Environmental decomposition of olefinic cuticular hydrocarbons of Periplaneta americana generates a volatile pheromone that guides social behaviour
Author(s) -
Eduardo Hatano,
Ayako WadaKatsumata,
Coby Schal
Publication year - 2020
Publication title -
proceedings of the royal society b biological sciences
Language(s) - English
Resource type - Journals
SCImago Journal Rank - 2.342
H-Index - 253
eISSN - 1471-2954
pISSN - 0962-8452
DOI - 10.1098/rspb.2019.2466
Subject(s) - periplaneta , nymph , american cockroach , chemistry , hexanoic acid , pheromone , cockroach , odor , sex pheromone , environmental chemistry , volatile organic compound , nonanal , acetic acid , organic chemistry , toxicology , food science , botany , biology , ecology
Once emitted, semiochemicals are exposed to reactive environmental factors that may alter them, thus disrupting chemical communication.
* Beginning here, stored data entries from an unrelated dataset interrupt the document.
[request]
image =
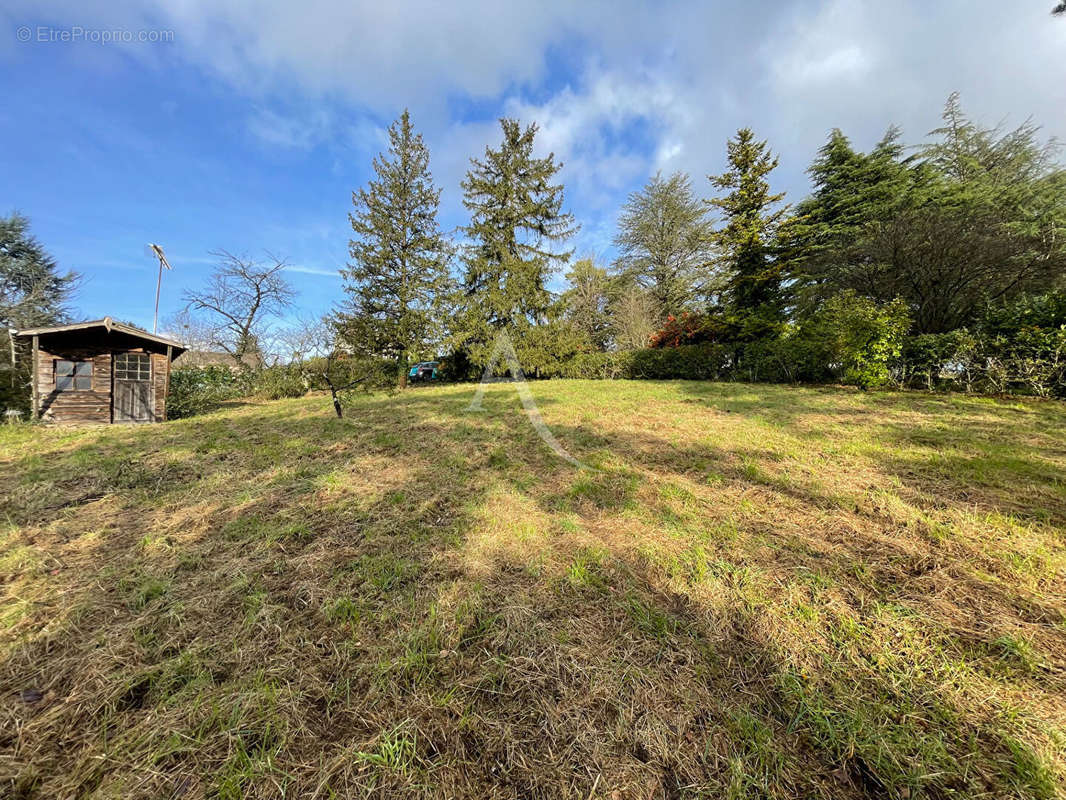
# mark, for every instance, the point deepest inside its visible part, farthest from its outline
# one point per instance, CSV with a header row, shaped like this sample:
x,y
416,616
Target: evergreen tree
x,y
516,219
398,280
32,293
823,242
665,243
749,235
976,217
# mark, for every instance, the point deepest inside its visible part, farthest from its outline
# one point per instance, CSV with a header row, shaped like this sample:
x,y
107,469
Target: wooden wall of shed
x,y
74,406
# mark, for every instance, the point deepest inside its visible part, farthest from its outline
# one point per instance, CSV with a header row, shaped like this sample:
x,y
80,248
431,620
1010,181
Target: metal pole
x,y
159,283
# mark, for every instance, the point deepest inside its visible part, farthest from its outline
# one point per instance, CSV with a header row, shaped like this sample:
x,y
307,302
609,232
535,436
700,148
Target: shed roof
x,y
108,324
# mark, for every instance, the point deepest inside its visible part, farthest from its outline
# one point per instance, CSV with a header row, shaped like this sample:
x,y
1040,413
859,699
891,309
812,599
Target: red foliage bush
x,y
685,329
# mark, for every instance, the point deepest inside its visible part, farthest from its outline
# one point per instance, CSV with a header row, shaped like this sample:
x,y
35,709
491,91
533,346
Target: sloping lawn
x,y
755,592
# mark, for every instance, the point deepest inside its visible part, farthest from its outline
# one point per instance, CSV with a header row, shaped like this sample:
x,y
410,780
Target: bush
x,y
199,389
274,383
853,339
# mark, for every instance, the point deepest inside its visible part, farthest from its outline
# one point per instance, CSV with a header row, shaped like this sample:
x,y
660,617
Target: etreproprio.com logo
x,y
77,33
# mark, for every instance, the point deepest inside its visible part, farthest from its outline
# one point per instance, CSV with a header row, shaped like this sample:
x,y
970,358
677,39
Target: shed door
x,y
132,392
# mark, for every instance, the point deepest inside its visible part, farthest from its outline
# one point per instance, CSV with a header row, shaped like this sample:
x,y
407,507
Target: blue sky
x,y
251,127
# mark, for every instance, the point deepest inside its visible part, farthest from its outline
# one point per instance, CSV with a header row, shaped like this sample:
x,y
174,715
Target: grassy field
x,y
755,592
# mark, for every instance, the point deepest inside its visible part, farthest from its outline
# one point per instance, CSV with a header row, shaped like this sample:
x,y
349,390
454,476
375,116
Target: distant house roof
x,y
108,324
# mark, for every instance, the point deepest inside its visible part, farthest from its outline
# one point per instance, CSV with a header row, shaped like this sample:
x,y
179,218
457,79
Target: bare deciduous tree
x,y
311,347
238,301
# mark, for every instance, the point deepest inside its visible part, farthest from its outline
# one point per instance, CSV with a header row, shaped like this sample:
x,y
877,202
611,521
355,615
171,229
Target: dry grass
x,y
758,592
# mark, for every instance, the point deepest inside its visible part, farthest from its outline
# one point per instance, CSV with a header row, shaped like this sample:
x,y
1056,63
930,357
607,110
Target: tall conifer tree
x,y
517,222
398,280
752,214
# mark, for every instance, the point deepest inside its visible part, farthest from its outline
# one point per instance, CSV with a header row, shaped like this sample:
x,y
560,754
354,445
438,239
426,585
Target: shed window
x,y
132,367
74,376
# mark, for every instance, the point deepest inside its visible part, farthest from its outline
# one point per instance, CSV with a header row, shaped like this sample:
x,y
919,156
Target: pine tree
x,y
398,280
32,293
976,216
823,241
665,243
516,219
752,223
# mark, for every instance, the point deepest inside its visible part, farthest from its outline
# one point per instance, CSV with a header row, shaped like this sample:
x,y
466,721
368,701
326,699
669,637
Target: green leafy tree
x,y
398,281
665,244
853,339
752,216
517,221
33,292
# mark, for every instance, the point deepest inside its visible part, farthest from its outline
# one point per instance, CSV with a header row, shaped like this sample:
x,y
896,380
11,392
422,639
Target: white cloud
x,y
330,72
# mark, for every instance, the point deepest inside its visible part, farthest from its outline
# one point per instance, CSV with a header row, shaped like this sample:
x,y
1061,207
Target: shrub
x,y
685,329
853,338
198,389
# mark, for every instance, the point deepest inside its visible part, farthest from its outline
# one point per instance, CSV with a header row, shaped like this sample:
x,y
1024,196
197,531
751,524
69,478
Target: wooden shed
x,y
99,371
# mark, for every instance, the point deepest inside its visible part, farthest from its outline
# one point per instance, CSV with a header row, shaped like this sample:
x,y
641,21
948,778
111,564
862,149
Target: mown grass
x,y
754,592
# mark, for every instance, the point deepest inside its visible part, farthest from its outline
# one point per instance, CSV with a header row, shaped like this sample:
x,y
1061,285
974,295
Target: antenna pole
x,y
159,284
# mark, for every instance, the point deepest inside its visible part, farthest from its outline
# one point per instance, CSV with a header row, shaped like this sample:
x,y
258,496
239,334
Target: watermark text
x,y
77,34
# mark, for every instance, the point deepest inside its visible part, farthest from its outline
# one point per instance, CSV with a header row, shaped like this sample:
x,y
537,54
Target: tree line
x,y
902,264
937,265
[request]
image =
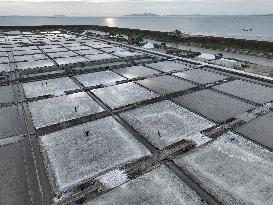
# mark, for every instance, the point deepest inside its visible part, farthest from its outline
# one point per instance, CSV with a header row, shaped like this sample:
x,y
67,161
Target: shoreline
x,y
233,45
237,47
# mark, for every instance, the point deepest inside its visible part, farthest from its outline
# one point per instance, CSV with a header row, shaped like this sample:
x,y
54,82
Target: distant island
x,y
141,15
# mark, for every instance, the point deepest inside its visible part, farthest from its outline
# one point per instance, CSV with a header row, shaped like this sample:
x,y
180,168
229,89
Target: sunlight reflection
x,y
111,22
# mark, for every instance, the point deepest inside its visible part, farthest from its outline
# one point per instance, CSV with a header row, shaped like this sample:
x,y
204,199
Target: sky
x,y
123,7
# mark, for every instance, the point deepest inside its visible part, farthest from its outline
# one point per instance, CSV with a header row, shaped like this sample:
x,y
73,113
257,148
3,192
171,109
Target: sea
x,y
254,27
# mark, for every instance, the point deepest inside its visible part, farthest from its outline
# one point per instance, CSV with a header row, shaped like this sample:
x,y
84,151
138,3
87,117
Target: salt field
x,y
86,120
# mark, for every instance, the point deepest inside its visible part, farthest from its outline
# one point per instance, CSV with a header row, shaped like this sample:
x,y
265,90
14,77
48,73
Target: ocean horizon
x,y
252,27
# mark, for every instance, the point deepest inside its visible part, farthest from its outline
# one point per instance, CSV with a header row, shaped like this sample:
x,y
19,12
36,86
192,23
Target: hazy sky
x,y
121,7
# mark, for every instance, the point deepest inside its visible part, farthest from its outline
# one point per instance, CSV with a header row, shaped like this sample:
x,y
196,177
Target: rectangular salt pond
x,y
105,78
213,105
158,187
4,68
123,94
124,54
166,84
62,54
60,109
98,57
68,60
90,51
30,57
4,59
73,156
10,122
136,72
166,123
259,130
232,169
168,66
34,64
7,94
201,76
54,87
248,90
14,182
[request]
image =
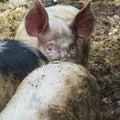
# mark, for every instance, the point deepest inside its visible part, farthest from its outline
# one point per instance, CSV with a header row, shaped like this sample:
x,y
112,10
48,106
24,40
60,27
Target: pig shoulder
x,y
55,92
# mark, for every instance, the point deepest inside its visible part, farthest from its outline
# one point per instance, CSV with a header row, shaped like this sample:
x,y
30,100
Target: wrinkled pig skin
x,y
17,60
58,31
56,91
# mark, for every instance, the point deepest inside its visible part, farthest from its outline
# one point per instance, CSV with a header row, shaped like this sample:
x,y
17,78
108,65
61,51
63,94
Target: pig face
x,y
57,37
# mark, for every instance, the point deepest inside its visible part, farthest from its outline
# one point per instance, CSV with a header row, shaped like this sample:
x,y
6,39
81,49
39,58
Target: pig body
x,y
57,31
56,91
17,60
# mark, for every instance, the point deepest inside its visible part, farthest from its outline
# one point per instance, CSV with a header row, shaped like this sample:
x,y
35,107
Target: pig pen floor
x,y
104,60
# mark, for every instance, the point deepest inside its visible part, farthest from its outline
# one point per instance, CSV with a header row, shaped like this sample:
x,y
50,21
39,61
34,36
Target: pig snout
x,y
59,25
56,91
17,60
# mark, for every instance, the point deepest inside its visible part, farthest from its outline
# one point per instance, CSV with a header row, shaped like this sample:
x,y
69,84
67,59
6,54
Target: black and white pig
x,y
17,60
56,91
55,31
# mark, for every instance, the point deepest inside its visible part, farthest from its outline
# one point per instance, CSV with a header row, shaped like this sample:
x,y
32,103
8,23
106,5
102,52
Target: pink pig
x,y
55,31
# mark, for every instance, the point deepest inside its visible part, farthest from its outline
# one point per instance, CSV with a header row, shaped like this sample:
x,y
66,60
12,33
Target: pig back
x,y
56,91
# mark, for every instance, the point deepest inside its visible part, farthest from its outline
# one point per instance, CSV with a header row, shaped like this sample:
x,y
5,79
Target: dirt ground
x,y
104,60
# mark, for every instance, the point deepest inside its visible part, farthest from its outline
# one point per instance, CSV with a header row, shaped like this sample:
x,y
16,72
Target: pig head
x,y
57,36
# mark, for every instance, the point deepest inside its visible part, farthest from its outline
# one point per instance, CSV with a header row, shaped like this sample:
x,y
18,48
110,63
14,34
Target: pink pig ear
x,y
84,21
36,20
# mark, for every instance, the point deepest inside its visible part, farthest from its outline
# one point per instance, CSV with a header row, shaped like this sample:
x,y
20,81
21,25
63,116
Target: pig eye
x,y
50,48
72,48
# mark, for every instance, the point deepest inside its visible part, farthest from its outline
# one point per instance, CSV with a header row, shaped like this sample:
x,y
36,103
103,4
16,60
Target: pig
x,y
17,3
17,60
56,30
56,91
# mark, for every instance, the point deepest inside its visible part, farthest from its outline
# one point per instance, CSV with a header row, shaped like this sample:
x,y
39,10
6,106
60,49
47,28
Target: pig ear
x,y
36,20
84,21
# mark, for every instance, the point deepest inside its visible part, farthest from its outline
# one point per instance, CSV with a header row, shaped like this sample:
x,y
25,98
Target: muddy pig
x,y
56,91
17,60
56,30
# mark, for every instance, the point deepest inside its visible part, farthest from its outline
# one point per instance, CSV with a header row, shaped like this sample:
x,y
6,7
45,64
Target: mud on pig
x,y
56,91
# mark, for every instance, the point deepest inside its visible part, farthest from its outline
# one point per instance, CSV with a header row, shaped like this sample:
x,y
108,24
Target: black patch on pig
x,y
19,59
51,3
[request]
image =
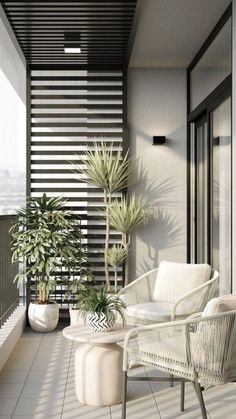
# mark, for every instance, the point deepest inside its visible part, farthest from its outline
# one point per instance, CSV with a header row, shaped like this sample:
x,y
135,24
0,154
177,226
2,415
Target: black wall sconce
x,y
158,140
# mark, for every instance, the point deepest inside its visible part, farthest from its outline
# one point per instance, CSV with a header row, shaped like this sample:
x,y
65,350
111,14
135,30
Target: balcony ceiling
x,y
170,32
102,28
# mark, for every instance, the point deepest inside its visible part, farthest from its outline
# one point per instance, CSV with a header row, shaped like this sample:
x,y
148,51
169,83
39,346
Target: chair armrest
x,y
192,343
141,290
146,339
201,294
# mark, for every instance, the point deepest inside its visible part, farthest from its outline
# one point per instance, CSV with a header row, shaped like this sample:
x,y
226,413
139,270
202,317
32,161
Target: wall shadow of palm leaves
x,y
161,233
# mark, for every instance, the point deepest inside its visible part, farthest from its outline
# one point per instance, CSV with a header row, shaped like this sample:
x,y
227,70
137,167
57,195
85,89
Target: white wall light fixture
x,y
72,50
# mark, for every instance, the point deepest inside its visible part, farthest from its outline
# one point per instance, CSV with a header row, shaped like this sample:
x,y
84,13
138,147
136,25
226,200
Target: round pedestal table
x,y
98,364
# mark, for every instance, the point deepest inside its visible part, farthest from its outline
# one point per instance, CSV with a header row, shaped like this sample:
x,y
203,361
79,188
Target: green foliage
x,y
128,214
106,169
116,255
78,287
100,301
45,239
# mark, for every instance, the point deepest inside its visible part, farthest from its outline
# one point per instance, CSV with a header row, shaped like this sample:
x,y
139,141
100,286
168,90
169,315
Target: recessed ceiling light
x,y
72,50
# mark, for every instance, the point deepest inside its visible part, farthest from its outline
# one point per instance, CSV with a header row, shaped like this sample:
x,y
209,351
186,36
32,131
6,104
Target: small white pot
x,y
43,317
100,324
75,318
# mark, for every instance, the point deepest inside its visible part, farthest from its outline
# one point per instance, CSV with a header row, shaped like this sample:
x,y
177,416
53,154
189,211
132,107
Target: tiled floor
x,y
37,382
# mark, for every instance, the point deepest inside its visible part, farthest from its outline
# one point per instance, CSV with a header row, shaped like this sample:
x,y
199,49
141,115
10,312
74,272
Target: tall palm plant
x,y
115,256
110,171
126,215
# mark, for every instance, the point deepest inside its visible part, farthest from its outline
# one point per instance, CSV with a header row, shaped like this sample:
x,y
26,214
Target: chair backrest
x,y
174,280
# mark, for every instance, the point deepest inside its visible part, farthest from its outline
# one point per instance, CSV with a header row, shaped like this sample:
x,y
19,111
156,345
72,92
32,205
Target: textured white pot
x,y
100,323
43,317
75,318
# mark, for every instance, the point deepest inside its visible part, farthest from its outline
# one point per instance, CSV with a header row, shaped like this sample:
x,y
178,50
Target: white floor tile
x,y
13,377
7,406
12,391
44,406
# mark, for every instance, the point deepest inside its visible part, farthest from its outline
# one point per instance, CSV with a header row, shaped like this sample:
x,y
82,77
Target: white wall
x,y
12,120
233,146
157,106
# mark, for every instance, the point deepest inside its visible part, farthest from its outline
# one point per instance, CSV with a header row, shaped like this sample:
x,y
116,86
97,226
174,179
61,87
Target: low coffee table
x,y
98,364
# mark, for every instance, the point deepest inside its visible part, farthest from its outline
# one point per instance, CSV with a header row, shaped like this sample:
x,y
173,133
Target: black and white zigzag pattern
x,y
100,323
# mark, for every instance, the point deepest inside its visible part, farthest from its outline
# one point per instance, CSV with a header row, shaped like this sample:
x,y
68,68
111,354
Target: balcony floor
x,y
37,382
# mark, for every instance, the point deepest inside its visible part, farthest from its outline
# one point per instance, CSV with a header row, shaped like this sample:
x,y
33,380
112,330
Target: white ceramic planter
x,y
100,323
75,318
43,317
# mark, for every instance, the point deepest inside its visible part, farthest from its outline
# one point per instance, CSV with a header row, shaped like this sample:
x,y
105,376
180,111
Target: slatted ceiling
x,y
103,28
60,134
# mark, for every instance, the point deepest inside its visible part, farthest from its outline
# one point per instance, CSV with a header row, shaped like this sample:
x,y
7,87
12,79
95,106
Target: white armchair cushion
x,y
174,280
220,305
151,312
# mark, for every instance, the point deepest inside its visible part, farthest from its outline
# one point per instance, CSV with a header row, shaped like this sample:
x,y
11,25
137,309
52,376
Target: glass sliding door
x,y
221,193
211,191
201,164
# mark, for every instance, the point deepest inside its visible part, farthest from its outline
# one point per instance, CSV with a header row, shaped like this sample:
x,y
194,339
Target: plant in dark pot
x,y
102,308
77,288
46,239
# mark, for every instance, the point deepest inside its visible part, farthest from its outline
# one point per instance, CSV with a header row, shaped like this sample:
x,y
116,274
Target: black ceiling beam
x,y
103,26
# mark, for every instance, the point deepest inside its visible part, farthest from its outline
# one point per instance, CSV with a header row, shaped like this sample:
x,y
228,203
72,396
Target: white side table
x,y
98,364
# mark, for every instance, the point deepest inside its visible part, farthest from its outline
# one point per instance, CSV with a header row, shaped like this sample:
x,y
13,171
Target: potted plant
x,y
76,288
115,256
101,308
126,215
46,239
111,171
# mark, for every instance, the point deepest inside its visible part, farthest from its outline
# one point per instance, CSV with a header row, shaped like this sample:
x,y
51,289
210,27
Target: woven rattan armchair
x,y
143,308
201,350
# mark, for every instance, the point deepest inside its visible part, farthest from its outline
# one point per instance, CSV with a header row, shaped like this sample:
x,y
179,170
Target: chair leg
x,y
124,395
201,400
182,394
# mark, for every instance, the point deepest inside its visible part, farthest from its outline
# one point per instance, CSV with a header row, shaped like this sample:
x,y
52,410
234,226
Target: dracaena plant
x,y
46,239
107,169
115,256
100,301
126,215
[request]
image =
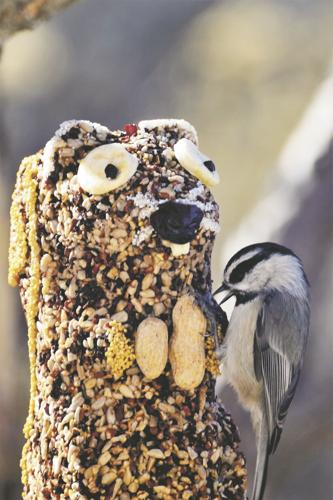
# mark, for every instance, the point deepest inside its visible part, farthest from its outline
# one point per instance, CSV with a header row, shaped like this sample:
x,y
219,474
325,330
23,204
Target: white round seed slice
x,y
106,168
196,162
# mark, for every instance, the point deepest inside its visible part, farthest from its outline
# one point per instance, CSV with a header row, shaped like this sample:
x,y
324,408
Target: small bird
x,y
265,341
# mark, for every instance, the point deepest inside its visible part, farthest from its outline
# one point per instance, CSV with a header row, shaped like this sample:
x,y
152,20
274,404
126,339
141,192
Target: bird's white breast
x,y
238,367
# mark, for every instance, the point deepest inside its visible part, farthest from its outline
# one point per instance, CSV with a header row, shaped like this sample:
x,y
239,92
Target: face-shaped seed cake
x,y
111,240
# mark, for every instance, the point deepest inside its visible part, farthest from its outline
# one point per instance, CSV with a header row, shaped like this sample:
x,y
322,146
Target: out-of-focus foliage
x,y
242,72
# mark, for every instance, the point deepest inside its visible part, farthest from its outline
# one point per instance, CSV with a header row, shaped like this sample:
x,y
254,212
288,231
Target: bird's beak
x,y
224,288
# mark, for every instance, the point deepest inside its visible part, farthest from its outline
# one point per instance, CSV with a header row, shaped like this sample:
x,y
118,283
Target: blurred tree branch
x,y
16,15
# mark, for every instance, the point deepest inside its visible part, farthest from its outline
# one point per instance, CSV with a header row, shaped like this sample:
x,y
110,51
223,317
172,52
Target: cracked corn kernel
x,y
120,354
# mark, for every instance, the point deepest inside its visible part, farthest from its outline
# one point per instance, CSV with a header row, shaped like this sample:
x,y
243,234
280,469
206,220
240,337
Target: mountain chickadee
x,y
265,342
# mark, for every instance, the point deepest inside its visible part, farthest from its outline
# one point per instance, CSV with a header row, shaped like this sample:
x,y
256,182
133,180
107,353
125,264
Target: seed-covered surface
x,y
91,269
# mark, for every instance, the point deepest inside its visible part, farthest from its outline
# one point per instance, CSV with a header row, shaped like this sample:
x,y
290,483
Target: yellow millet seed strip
x,y
120,354
212,364
24,236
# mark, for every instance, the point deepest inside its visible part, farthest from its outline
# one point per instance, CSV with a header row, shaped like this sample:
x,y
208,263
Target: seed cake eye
x,y
106,168
196,163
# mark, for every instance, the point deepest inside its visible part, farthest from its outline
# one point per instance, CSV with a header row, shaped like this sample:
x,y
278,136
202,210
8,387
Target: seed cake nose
x,y
177,222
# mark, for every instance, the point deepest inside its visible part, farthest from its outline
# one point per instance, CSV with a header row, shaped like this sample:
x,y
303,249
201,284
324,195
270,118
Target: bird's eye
x,y
106,168
196,162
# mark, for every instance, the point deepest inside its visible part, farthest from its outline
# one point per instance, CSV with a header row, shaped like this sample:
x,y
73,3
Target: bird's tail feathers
x,y
262,463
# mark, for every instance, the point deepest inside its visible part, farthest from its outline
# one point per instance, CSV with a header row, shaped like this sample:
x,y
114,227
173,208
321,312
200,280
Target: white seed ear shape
x,y
106,168
196,162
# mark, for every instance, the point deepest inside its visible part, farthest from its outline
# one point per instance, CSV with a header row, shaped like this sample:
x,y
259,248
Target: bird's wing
x,y
279,343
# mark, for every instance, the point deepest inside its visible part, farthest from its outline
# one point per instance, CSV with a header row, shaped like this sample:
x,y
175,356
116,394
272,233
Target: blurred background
x,y
254,79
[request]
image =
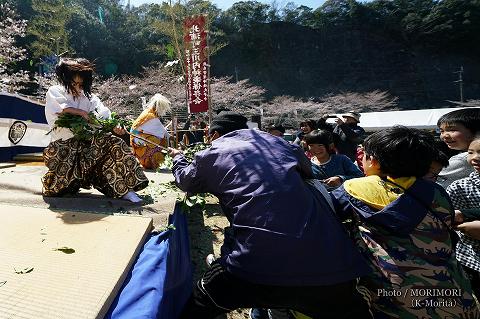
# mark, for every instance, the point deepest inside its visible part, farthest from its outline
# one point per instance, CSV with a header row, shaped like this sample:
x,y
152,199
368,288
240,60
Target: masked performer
x,y
149,127
104,162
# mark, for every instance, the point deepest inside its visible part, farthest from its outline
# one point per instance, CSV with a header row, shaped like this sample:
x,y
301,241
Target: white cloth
x,y
152,127
58,99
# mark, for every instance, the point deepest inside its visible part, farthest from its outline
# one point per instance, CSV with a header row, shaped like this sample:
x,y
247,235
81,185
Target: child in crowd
x,y
465,195
457,129
333,169
401,223
439,162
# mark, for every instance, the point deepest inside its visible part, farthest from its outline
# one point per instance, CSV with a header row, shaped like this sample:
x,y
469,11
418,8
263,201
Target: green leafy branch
x,y
85,130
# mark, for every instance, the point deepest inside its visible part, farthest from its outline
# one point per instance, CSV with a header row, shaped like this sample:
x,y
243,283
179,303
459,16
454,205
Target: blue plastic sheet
x,y
160,281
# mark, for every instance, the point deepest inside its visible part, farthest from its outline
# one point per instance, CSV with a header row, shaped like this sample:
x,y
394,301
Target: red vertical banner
x,y
196,62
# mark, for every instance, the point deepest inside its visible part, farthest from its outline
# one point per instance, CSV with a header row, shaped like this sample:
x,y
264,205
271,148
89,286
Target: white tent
x,y
421,119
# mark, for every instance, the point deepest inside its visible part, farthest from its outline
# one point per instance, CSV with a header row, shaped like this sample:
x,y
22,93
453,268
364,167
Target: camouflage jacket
x,y
415,273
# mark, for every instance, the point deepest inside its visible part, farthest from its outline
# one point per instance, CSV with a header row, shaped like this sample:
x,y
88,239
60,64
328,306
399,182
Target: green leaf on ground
x,y
23,271
65,250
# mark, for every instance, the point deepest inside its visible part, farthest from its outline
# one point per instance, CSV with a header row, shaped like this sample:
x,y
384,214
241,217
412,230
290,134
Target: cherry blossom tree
x,y
10,29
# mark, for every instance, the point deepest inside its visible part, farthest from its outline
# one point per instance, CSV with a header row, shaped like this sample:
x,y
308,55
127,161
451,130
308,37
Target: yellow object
x,y
148,155
375,192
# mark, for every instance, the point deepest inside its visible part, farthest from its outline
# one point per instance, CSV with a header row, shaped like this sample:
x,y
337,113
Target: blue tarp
x,y
160,281
19,108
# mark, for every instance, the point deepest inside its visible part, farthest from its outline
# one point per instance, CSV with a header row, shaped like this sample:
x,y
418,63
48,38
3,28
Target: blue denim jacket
x,y
283,231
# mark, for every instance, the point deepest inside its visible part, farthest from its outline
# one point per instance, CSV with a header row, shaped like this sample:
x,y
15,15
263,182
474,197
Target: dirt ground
x,y
206,237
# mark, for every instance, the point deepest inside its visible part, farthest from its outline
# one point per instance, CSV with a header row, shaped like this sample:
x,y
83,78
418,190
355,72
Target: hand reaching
x,y
174,152
471,229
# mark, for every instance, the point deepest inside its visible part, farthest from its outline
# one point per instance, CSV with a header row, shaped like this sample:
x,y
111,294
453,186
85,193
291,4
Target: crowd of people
x,y
336,224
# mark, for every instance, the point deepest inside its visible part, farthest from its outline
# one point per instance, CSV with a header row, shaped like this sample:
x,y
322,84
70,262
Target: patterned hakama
x,y
106,163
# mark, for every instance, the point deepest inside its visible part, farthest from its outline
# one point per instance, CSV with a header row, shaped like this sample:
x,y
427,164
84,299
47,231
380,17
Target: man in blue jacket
x,y
286,248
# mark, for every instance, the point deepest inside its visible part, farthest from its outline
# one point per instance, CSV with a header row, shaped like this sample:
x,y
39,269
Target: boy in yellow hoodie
x,y
402,225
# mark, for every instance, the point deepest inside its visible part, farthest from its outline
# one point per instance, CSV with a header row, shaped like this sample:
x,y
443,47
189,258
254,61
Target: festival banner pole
x,y
207,49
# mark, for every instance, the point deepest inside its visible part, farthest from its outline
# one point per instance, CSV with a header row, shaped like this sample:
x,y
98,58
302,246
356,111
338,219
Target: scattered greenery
x,y
190,151
65,250
23,271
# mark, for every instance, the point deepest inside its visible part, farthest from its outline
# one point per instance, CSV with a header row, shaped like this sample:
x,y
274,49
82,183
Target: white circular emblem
x,y
17,131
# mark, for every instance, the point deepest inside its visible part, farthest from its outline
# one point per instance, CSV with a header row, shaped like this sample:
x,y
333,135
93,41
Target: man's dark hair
x,y
440,157
275,126
470,118
311,123
401,151
66,70
228,121
319,137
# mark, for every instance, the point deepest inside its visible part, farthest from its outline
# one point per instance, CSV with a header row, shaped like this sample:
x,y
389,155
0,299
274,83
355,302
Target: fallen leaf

Some species, however, might have adapted to detect environmentally mediated breakdown products of their natural chemicals as semiochemicals. We demonstrate that air, water vapour and ultraviolet (UV) radiation break down unsaturated cuticular hydrocarbons (CHCs) of (American cockroach), resulting in the emission of volatile organic compounds (VOCs). In behavioural assays, nymphs strongly avoided aggregating in shelters exposed to the breakdown VOCs from cuticular alkenes. The three treatments (air, water vapour, UV) produced the same VOCs, but at different time-courses and ratios. Fourteen VOCs from UV-exposed CHCs elicited electrophysiological responses in nymph antennae; 10 were identified as 2-nonanone, 1-pentanol, 1-octanol, 1-nonanol, tetradecanal, acetic acid, propanoic acid, butanoic acid, pentanoic acid and hexanoic acid. When short-chain fatty acids were tested as a mix and a blend of the alcohols and aldehyde was tested as a second mix, nymphs exhibited no preference for control or treated shelters. However, nymphs avoided shelters that were exposed to VOCs from the complete 10-compound mix. Conditioned shelters (occupied by cockroaches with faeces and CHCs deposited on the shelters), which are normally highly attractive to nymphs, were also avoided after UV exposure, confirming that breakdown products from deposited metabolites, including CHCs, mediate this behaviour. Our results demonstrate that common environmental agents degrade CHCs into behaviourally active volatile compounds that potentially may serve as necromones or epideictic pheromones, mediating group dissolution.